My dad ripped the typed page flung it to my face and asked me if I had decided to end up as a typist and if I had any high aspirations at all. And told me to never go to the place again. My plea to complete the course fell on deaf ears. He was okay for me to lose the deposit on the course. I felt lousy but stomached it. Grow up he said, expand your reach of what you can become, not end up as a typist. I protested that it was a skill. He shooed me away. I sulked and sank.

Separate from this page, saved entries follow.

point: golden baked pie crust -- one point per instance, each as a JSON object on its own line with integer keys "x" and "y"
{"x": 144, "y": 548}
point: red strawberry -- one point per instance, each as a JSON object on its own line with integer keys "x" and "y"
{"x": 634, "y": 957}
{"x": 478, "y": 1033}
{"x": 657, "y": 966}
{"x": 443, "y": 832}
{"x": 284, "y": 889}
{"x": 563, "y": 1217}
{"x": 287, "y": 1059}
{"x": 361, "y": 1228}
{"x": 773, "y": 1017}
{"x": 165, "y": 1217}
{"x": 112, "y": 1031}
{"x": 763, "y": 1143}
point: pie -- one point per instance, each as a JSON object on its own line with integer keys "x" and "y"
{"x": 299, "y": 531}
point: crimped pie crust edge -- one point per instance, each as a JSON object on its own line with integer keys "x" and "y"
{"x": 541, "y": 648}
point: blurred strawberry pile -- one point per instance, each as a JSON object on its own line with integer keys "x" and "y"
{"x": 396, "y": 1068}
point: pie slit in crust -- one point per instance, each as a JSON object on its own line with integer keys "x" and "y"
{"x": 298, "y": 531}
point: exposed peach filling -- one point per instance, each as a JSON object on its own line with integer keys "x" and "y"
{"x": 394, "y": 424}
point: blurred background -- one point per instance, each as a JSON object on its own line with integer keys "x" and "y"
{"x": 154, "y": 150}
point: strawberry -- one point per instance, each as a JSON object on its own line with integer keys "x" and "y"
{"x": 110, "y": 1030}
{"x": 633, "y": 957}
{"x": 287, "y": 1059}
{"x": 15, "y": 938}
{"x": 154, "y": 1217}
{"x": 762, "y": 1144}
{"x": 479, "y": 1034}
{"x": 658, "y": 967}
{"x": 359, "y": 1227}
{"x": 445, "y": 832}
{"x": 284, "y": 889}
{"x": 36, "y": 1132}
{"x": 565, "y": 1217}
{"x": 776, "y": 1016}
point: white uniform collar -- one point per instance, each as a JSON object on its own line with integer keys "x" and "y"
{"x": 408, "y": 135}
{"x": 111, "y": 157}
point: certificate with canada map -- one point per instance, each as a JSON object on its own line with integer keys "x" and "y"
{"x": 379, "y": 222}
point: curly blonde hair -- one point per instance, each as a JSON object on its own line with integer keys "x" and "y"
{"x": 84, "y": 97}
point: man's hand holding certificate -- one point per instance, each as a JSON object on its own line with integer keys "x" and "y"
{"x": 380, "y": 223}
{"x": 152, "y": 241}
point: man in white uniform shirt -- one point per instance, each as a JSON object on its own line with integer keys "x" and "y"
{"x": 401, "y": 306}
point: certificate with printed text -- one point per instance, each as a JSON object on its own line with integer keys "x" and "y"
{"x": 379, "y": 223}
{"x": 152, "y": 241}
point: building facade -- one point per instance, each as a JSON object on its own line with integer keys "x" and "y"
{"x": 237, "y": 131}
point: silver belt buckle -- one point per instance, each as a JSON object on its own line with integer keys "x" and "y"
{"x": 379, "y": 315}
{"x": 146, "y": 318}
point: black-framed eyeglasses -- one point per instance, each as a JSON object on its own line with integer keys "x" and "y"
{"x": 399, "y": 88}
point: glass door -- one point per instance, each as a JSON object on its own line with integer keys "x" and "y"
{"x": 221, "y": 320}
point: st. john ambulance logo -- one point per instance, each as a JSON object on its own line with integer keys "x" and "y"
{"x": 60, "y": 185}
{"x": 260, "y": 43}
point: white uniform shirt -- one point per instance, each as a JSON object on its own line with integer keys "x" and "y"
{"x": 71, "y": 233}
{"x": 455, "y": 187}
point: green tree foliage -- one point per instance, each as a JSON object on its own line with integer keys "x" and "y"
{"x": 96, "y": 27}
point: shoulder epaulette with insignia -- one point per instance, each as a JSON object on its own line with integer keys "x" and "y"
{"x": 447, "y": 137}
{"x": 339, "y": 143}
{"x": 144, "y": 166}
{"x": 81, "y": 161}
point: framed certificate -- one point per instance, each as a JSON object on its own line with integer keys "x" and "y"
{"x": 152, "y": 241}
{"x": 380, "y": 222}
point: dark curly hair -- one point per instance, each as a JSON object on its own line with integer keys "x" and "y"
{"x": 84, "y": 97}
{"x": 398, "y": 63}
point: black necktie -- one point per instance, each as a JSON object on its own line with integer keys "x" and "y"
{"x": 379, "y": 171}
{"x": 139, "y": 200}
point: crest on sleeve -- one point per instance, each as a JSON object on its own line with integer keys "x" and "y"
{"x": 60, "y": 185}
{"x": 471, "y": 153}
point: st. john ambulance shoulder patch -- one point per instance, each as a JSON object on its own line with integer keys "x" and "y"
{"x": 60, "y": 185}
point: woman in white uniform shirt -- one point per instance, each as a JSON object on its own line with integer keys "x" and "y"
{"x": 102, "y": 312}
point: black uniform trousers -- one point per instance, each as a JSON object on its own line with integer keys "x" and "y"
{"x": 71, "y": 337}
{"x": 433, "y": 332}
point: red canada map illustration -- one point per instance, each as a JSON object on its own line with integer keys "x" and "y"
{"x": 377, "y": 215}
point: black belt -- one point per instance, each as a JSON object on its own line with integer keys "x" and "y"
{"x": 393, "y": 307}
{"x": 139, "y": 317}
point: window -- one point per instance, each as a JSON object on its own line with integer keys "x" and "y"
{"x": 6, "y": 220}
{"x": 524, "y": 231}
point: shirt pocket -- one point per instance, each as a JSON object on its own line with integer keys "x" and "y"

Many years later I was interviewing someone for an assistant. Naga sat in front of me and had all the credentials. My final question was – ‘what did you do in your undergrad and what was your ‘percentage’. He said he did his Physics and secured 86 %. It was my turn to stand up in amazement! Here was a top class graduate and he did a secretarial job for 20 years!! He said that he had to as he did not know what else to do. Naga got hired that day with a promise that he would not stay an assistant if he worked with us.
I went home, lost in thought of my dad who years ago had forced me to think beyond ‘typewriting’. Chiding my aspirational deficit, stoking me to think beyond. I did not understand him then. I was smarting in anger at losing money for a program. I was blind to the concern of my dad who did not want me to get sucked into a profession that he once started with ... and the long perilous climb thereafter.
At times, we don’t understand what it means to think big. What it means to reach our potential. To look for something that is beyond your reach within your grasp. To take the hard road, and expand your horizons. I am always in debt to my dad. BTW, I type really fast now. And as for Naga, he went on to do great things in the years after he joined us, and is now a GM in a large company.